The glucose transporter GLUT3 controls T helper 17 cell responses through glycolytic-epigenetic reprogramming

Metabolic reprogramming is a hallmark of activated T cells. The switch from oxidative phosphorylation to aerobic glycolysis provides energy and intermediary metabolites for the biosynthesis of macromolecules to support clonal expansion and effector function. Here, we show that glycolytic reprogramming additionally controls inflammatory gene expression via epigenetic remodeling. We found that the glucose transporter GLUT3 is essential for the effector functions of Th17 cells in models of autoimmune colitis and encephalomyelitis. At the molecular level, we show that GLUT3-dependent glucose uptake controls a metabolic-transcriptional circuit that regulates the pathogenicity of Th17 cells. Metabolomic, epigenetic, and transcriptomic analyses linked GLUT3 to mitochondrial glucose oxidation and ACLY-dependent acetyl-CoA generation as a rate-limiting step in the epigenetic regulation of inflammatory gene expression.

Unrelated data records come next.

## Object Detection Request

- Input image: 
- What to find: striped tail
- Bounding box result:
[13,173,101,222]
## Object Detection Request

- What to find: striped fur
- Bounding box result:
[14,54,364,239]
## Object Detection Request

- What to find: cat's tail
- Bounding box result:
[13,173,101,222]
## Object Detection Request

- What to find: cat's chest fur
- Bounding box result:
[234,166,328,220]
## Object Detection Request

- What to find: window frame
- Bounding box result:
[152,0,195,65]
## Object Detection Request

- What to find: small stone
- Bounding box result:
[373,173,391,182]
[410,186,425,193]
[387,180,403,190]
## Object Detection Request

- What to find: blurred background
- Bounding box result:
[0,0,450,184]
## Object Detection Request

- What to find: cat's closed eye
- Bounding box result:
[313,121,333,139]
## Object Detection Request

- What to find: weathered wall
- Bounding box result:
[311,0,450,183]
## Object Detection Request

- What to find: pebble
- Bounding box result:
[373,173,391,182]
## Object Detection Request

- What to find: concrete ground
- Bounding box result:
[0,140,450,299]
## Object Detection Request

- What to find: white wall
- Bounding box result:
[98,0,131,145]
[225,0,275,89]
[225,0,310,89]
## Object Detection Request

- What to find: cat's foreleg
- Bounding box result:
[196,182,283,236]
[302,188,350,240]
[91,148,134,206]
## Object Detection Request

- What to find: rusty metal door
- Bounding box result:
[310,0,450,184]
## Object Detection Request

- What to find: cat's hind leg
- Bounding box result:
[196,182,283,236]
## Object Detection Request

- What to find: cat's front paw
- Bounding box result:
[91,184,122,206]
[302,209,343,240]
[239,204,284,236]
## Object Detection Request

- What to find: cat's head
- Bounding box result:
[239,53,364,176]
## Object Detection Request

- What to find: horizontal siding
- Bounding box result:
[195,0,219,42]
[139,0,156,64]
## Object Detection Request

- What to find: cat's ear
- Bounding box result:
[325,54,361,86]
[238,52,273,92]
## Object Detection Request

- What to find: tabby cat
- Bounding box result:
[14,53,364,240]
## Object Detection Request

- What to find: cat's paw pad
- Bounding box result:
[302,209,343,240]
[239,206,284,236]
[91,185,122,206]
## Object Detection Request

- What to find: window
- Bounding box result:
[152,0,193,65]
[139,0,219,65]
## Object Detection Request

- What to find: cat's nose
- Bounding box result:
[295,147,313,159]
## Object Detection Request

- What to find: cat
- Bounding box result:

Our findings are also important from a translational perspective because inhibiting GLUT3-dependent acetyl-CoA generation is a promising metabolic checkpoint to mitigate Th17-cell-mediated inflammatory diseases. [Display omitted] •GLUT3 controls the effector function of pathogenic Th17 cells•Ablation of GLUT3 in T cells prevents Th17-cell-mediated autoimmunity•GLUT3-dependent acetyl-CoA production controls the epigenetic program of T cells•Pharmacological inhibition of acetyl-CoA generation ameliorates autoimmunity Hochrein et al. report that inflammatory T cells express high levels of GLUT3. Ablation of GLUT3 curtailed Th17-cell-mediated immune responses and protected mice from autoimmune colitis and encephalomyelitis. GLUT3-dependent glucose metabolism controls the generation of nucleo-cytosolic acetyl-CoA and the epigenetic regulation of cytokine responses through histone acetylation.